UK and EU begin sparring over rules for post-Brexit trade deal

UK Prime Minister Boris Johnson (left) insisted he need not sign up to the bloc's rules, while EU Brexit negotiator Michel Barnier said there should be a level playing field over the long term.
UK Prime Minister Boris Johnson (left) insisted he need not sign up to the bloc's rules, while EU Brexit negotiator Michel Barnier said there should be a level playing field over the long term.PHOTOS: REUTERS, AFP

LONDON/BRUSSELS (REUTERS) - The European Union and Britain clashed over a post-Brexit trade deal on Monday (Feb 3), with British Prime Minister Boris Johnson insisting he need not sign up to the bloc's rules and Brussels warning of tariffs and quotas unless he did.

Britain wants to negotiate a trade deal by the end of 2020, though EU leaders say the further Britain diverges from their rules the less access it will have to the EU market.

Speaking just over two days since Brexit, Mr Johnson cast Britain as the "supercharged" superman of free trade, and while it would not seek to undermine the bloc with a race to the bottom, he said there was no need to accept EU rules.

"There is no need for a free trade agreement to involve accepting EU rules on competition policy, subsidies, social protection, the environment or anything similar, any more than the EU should be obliged to accept UK rules," Johnson said.

The choice for Britain, Mr Johnson said, was between a deal like Canada has with the EU or a much more distant arrangement like Australia.

He spoke in the Painted Hall at the Royal Naval College at Greenwich, where grand 18th century paintings celebrate Britain's prosperity and naval power.

AMBITIOUS DEAL

The European Union wants an ambitious zero-tariff and zero-quota trade deal with Britain but this will be conditional on open and fair competition between the United Kingdom and the 27-nation bloc it quit last week, the EU's Brexit negotiator said.

Mr Michel Barnier, unveiling the European Commission's mandate for talks with Britain on their future relationship, said there should be a level playing field over the long term on social, state aid and environmental standards.

"You cannot accuse us of a lack of ambition," he told a news conference in Brussels. "First and foremost, we will defend the interests of the union, its citizens and its businesses.

"We'll continue to prepare for a situation where no deal is being arrived at. We certainly don't want that to happen. We'll work to avoid that, but if we can't manage a deal by the end of the year there will be a cliff-edge on many fronts."

The more that the EU and Britain have common standards, the higher the quality of access for Britain to the European single market, he said.

 
 
 

Mr Barnier said a free trade agreement must include a deal on fisheries that would give reciprocal access to waters, and conditions on this must be established by July 1, 2020.

"We are ready to offer all this even though we know that there will be strong competition between the UK, our immediate neighbour, and the EU in the future," he said.
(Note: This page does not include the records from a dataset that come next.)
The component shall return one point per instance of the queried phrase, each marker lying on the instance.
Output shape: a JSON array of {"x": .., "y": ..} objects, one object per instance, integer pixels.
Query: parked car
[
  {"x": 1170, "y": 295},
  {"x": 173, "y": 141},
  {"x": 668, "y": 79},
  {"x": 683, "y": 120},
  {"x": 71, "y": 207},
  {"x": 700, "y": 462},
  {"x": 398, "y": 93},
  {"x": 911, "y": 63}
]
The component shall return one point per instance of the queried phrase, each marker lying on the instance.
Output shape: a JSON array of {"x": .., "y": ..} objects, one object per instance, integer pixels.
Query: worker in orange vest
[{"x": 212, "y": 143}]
A 33-page draft mandate for negotiations released as Mr Barnier spoke had one section in bold, and that read: "The envisaged partnership must ensure open and fair competition, encompassing robust commitments to ensure a level playing field."

The partnership should ensure "common high standards" in state aid, competition, state-owned enterprises, labour and environmental standards and "relevant tax matters", it said.

The draft mandate also sees a role for the Court of Justice of the European Union, for example, in the case of a dispute.

Trade talks will begin in March. After criticising his predecessor Mrs Theresa May's approach in negotiating a divorce deal with the EU, Mr Johnson is striking a much tougher tone.

At the moment, much of EU-Australia trade runs along basic World Trade Organisation rules, though there are specific agreements for certain goods. Australia has a partnership framework with the EU but is in the process of negotiating a trade deal with the bloc.